JAPAN PERSONNEL DEVELOPMENT ASSOCIATION

パナソニックで工場社員自殺持ち帰り残業含む長時間労働、責任認め和解!(令和3年12月7日.朝日新聞)

電機大手パナソニックで働いていた富山県の男性(当時43)が2019年に自殺しました。同社は、過大な仕事量や「持ち帰り残業」を含む長時間労働を正さずにいた結果、男性がうつ病を発症して死に至ったとして遺族に謝罪し、解決金を支払うことなどで令和3年12月6日、和解が成立しました。

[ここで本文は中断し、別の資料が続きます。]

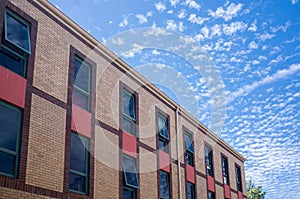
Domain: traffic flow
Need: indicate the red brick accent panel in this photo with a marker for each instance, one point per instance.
(240, 195)
(190, 173)
(164, 161)
(12, 87)
(81, 121)
(227, 191)
(129, 144)
(210, 184)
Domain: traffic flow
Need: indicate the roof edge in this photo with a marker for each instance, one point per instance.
(59, 15)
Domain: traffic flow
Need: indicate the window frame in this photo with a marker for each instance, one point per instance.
(168, 184)
(239, 185)
(193, 190)
(24, 22)
(161, 138)
(211, 161)
(189, 154)
(124, 173)
(224, 170)
(79, 90)
(86, 174)
(132, 121)
(16, 153)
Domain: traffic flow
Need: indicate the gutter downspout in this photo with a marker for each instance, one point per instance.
(178, 153)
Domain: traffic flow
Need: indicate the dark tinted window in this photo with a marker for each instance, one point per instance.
(164, 185)
(17, 31)
(128, 104)
(128, 194)
(130, 173)
(10, 127)
(78, 163)
(188, 143)
(82, 75)
(190, 191)
(163, 126)
(209, 161)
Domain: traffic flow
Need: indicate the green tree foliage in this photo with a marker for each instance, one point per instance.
(254, 192)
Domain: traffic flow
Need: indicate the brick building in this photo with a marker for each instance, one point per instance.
(108, 134)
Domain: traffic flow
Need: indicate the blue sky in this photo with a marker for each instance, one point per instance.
(255, 46)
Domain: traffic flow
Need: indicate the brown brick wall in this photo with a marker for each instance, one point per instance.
(148, 174)
(46, 145)
(219, 192)
(201, 187)
(106, 164)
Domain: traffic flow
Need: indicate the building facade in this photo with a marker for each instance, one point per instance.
(77, 122)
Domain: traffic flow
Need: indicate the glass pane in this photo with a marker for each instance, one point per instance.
(80, 99)
(78, 154)
(128, 126)
(17, 32)
(164, 185)
(163, 126)
(12, 62)
(190, 189)
(128, 105)
(7, 163)
(163, 145)
(77, 183)
(188, 143)
(9, 127)
(81, 75)
(127, 194)
(130, 172)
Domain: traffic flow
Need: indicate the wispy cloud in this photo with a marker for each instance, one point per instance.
(160, 6)
(245, 90)
(227, 13)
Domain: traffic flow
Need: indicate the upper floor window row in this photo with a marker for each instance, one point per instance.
(15, 44)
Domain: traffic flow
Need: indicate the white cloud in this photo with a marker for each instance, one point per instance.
(124, 23)
(205, 32)
(282, 28)
(142, 19)
(160, 7)
(253, 26)
(245, 90)
(253, 45)
(266, 36)
(294, 2)
(227, 14)
(192, 4)
(198, 20)
(216, 30)
(171, 25)
(182, 14)
(234, 27)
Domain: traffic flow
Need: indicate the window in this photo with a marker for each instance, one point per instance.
(78, 181)
(128, 193)
(130, 173)
(225, 170)
(211, 195)
(15, 45)
(238, 178)
(209, 161)
(189, 147)
(164, 185)
(163, 133)
(10, 128)
(82, 84)
(129, 112)
(190, 191)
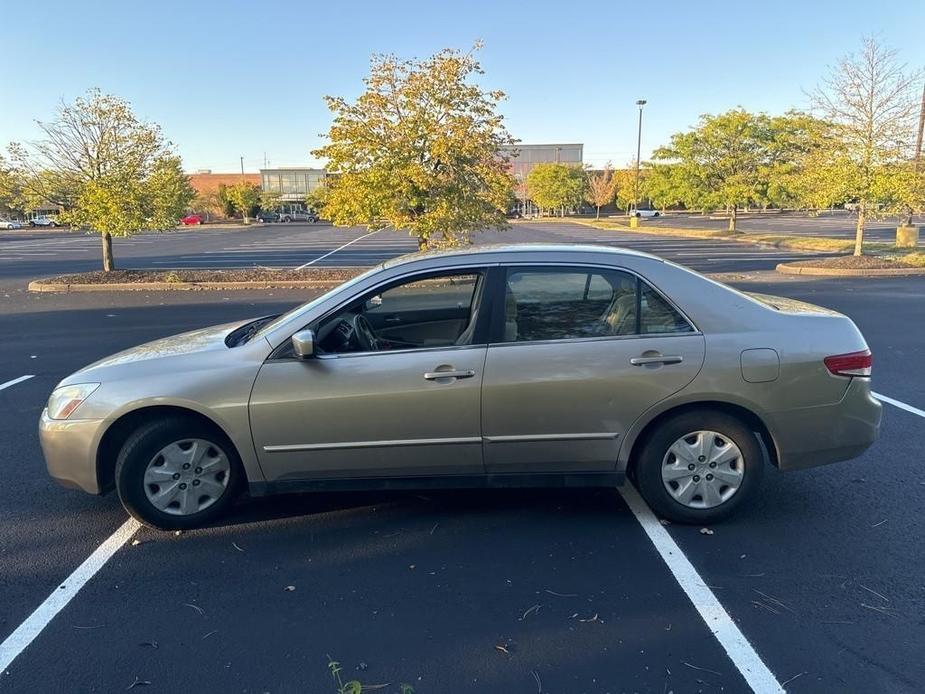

●労働基準監督署は自宅に持ち帰った仕事を会社の指示とは認めませんでしたが、同社は独自調査で会社の責任を認めました。企業が裁判を経ず、持ち帰り残業を労働時間と認めるのは異例といいます。遺族や代理人の松丸正弁護士(大阪弁護士会)によりますと、亡くなった男性は死亡当時、パナソニックの半導体事業を担うインダストリアルソリューションズ社の富山工場(富山県砺波市)で技術部の課長代理を務めていました。男性は2003年から工場で派遣社員として勤務し、2009年に正社員になりました。2019年4月に製造部から技術部に異動し、係長から課長代理に昇格。仕事内容が大きく変わって業務量も増え、職場では仕事を終わらせることができず、業務用パソコンを自宅に持ち帰って仕事をしていたといいます。男性は2019年10月、自宅で死亡しました。砺波労基署(砺波市)は2021年3月、遺族側の請求に基づき、配置転換や仕事内容の変化・増大により男性が強い精神的負荷を受け、うつ病を発症したとして労災を認定。一方、持ち帰り残業について「会社からの業務命令によるものではなく、黙示の指示があったとする実態も認められない」などと指摘し、労働時間に該当しないと判断しました。

●厚生労働省は2017年、労働時間の認定にあたっては、労働者の行為が客観的にみて会社や上司の指揮命令下にあったといえるかどうかなどで判断するとしたガイドラインを作りました。持ち帰り残業について同省は「仕事を持ち帰って行うことを義務付けられていたか、余儀なくされていたことが確認された場合に労働時間と評価する」と説明しています。パナソニックは、男性が自宅に持ち帰っていた業務用パソコンのログなどを独自に調査。自宅での作業についても、業務上、余儀なくされていたものだったと認定し、労基署の判断よりも踏み込んだ形で会社の責任を認めました。過大な仕事内容・仕事量に加え、持ち帰り残業を含む長時間労働を是正するなどの安全配慮義務を会社が怠った結果、男性が亡くなったと認め、遺族に謝罪しました。同社は和解にあたり、持ち帰り残業を含む労働時間の正確な把握のほか、業務量の適正化や社員間でのコミュニケーションの見直し、研修・面談などの対策をとる考えを示しました。遺族側代理人の松丸弁護士は和解内容を「過労死問題に対する社会の厳しい視線を反映した判断といえる」と評価。「国が採用している労働時間の考え方が、働く現場の実態を反映しきれていないことが浮き彫りになりました。当事者企業の対応が国の対応を追い越したケースだ」と話しています。パナソニックでは2016年にも砺波市の工場で当時40代の男性社員が自殺し、長時間労働が原因として労災認定されています。同社は2018年、労使協定を超える違法な時間外労働をさせたとする労働基準法違反の罪で略式起訴されました。同社は取材に「亡くなられた社員に謹んで哀悼の意を表すると共に、ご遺族の皆様に衷心よりおわび申し上げます。弊社として再発防止に向けた取り組みを徹底して推進してまいります」とするコメントを出しました。